In May of 1993, moreover, an article in the New Yorker by Jane Mayer and Jill Abramson stated that Joe Biden had abdicated control of the Thomas confirmation hearings and didn’t call four women who’d traveled to Washington to corroborate Anita Hill’s claims, including Wright and Jourdain.
They also claimed that Thomas had lied under oath, since they had seen video rental records showing Thomas’s interest in and use of pornography to a far greater extent than the public had been led to believe. Mayer and Abramson wrote a book, Strange Justice: The Selling of Clarence Thomas, which was a finalist for the National Book Award and was also made into a movie for TV.
Looking back, I failed to do the follow-through. I failed big time. Not that it would have been easy. We women of the House were seen as the enemy. We really were… enemies of the status quo, of the way things were, of the gentlemanly way things were. I believe that even my buddy Joe Biden had to succumb to the vast majority of his committee members on both sides.

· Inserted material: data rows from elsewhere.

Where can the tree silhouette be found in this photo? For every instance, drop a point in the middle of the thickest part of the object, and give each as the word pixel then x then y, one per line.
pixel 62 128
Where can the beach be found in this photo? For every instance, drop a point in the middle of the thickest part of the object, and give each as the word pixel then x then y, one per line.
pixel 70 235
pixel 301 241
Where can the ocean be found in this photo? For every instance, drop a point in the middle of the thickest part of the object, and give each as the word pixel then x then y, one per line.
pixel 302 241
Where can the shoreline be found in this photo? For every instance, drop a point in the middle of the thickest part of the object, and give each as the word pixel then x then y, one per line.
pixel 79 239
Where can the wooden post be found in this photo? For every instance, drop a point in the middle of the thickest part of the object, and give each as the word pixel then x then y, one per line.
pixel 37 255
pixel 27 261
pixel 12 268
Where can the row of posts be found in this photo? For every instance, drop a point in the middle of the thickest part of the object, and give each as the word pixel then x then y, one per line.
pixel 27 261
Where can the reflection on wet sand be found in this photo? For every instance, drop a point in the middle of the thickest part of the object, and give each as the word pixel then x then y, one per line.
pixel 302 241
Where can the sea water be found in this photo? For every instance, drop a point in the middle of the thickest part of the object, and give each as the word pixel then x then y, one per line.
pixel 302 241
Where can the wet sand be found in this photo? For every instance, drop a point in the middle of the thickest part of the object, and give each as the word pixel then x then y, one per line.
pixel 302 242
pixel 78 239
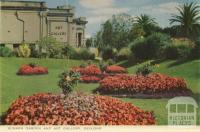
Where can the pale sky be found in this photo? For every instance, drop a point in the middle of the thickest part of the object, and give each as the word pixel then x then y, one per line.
pixel 98 11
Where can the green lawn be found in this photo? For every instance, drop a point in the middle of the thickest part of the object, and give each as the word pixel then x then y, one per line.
pixel 12 85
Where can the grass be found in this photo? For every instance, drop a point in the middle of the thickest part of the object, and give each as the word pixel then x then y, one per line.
pixel 12 85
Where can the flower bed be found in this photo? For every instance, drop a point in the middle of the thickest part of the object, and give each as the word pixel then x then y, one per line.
pixel 89 74
pixel 92 74
pixel 49 109
pixel 32 70
pixel 113 69
pixel 153 85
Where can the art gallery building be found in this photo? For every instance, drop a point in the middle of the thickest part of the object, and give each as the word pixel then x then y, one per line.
pixel 29 21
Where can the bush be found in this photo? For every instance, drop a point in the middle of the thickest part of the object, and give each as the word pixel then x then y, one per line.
pixel 75 109
pixel 108 53
pixel 5 52
pixel 144 70
pixel 68 80
pixel 177 52
pixel 34 52
pixel 68 51
pixel 24 50
pixel 85 54
pixel 124 54
pixel 153 85
pixel 195 52
pixel 149 48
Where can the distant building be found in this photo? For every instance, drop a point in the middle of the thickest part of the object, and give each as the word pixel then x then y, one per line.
pixel 29 21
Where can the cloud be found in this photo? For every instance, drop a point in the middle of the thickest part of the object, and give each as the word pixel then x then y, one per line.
pixel 93 4
pixel 163 8
pixel 99 11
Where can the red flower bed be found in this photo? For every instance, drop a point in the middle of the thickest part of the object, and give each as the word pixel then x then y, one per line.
pixel 115 69
pixel 30 70
pixel 89 74
pixel 48 109
pixel 153 84
pixel 90 79
pixel 92 74
pixel 88 70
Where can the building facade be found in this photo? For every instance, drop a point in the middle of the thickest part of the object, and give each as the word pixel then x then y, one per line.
pixel 29 21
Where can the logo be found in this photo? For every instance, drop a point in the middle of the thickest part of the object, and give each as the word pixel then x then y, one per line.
pixel 182 111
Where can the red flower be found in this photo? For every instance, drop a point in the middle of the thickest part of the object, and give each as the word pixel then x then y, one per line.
pixel 115 69
pixel 151 84
pixel 48 109
pixel 28 70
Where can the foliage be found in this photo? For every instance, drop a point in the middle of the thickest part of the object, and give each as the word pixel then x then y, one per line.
pixel 144 70
pixel 68 80
pixel 108 53
pixel 177 52
pixel 123 54
pixel 188 20
pixel 114 69
pixel 150 47
pixel 114 32
pixel 34 52
pixel 68 51
pixel 24 50
pixel 89 42
pixel 153 84
pixel 195 52
pixel 49 47
pixel 5 52
pixel 32 69
pixel 110 62
pixel 144 25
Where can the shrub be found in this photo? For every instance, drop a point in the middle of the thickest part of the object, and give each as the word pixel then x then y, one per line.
pixel 68 51
pixel 103 65
pixel 124 54
pixel 5 52
pixel 195 52
pixel 144 70
pixel 85 54
pixel 177 52
pixel 50 47
pixel 82 53
pixel 75 109
pixel 113 69
pixel 34 52
pixel 24 50
pixel 149 48
pixel 110 62
pixel 108 53
pixel 68 80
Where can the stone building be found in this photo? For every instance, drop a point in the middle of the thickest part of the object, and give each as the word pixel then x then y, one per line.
pixel 29 21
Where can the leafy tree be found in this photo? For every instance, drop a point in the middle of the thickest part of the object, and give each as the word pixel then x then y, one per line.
pixel 147 24
pixel 114 32
pixel 49 46
pixel 89 42
pixel 188 20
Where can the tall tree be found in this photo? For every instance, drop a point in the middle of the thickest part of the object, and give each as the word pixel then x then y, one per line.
pixel 188 20
pixel 146 23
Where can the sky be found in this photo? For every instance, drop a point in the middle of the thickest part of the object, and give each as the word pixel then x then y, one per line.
pixel 98 11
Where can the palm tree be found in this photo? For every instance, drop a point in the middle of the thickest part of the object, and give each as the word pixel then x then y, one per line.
pixel 188 20
pixel 147 24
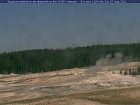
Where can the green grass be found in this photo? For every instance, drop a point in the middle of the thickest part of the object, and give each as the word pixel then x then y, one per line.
pixel 123 96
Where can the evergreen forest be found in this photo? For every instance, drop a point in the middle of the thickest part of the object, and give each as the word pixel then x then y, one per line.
pixel 44 60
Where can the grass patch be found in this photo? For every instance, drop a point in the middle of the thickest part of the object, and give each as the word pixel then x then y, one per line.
pixel 127 96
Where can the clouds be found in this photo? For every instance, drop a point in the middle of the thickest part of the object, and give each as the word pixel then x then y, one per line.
pixel 68 25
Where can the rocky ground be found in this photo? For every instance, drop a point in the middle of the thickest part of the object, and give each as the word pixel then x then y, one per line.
pixel 31 86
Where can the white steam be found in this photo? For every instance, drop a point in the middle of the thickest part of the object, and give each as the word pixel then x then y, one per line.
pixel 108 61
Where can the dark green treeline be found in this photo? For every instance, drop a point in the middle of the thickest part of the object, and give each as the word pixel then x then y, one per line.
pixel 34 61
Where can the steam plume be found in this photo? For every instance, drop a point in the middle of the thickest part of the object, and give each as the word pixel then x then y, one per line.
pixel 108 61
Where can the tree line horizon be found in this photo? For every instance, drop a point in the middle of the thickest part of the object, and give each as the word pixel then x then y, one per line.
pixel 44 60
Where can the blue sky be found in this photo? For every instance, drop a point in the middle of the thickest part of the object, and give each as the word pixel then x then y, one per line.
pixel 38 26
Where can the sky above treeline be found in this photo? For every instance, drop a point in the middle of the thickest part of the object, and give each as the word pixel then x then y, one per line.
pixel 39 26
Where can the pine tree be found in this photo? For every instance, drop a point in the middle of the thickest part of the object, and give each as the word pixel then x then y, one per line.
pixel 125 73
pixel 120 71
pixel 138 70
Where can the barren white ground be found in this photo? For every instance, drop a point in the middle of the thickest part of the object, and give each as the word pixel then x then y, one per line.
pixel 19 87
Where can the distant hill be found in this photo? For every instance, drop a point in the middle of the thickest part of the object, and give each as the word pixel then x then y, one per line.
pixel 34 61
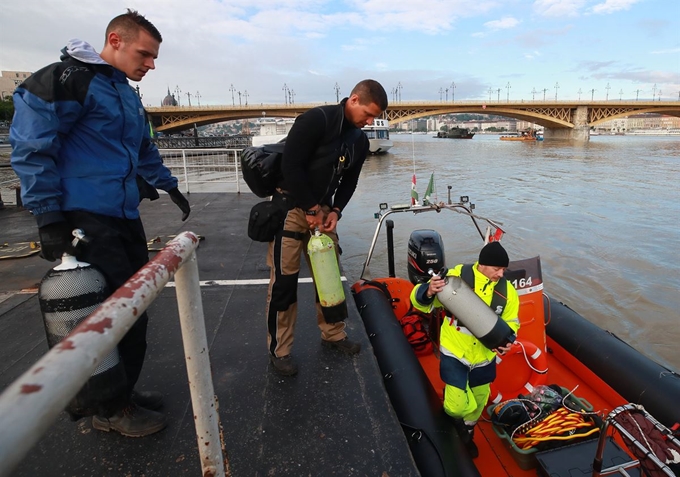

It’s a long, sad story and there’s even more. In 2010 Clarence Thomas’s wife, Virginia, left a voice mail message on Anita Hill’s office phone at Brandeis University over a weekend, demanding that the professor say she was sorry for accusing her husband of sexually harassing her.
“I would love you to consider an apology sometime and some full explanation of why you did what you did with my husband,” the voice mail said in part, according to NBC News. “So give it some thought and certainly pray about this and come to understand why you did what you did.”
Incredible, isn’t it?
Professor Hill called the message “inappropriate,” and reported it to her employer’s security department, who in turn reported it to the FBI. Further, Professor Hill said she has no reason to atone.
“I have no intention of apologizing because I testified truthfully about my experience and I stand by that testimony,” she said in a statement to NBC News.
Anita Hill’s story touched the hearts of women and caring men across the nation.
I definitely rode that wave. It was a rough wave and very high, but I hope you can understand now why the Anita Hill case translated into victories for women. Anita Hill is an icon who went through hell for coming forward, and I hope she knows what a difference she made, even though Clarence Thomas got confirmed.
Major federal laws were passed to address sexual harassment and violence against women, and the long march to get more women elected to Congress was kicked into high gear. All because of her courage, her ability to be tough under extraordinary pressure.
I was one of those women who benefited from her particular art of tough.
The pull of this issue of respect for women was tugging at me. It was one more reason to try to get into the Senate, in which women made up a dismal 2 percent of that “august” body.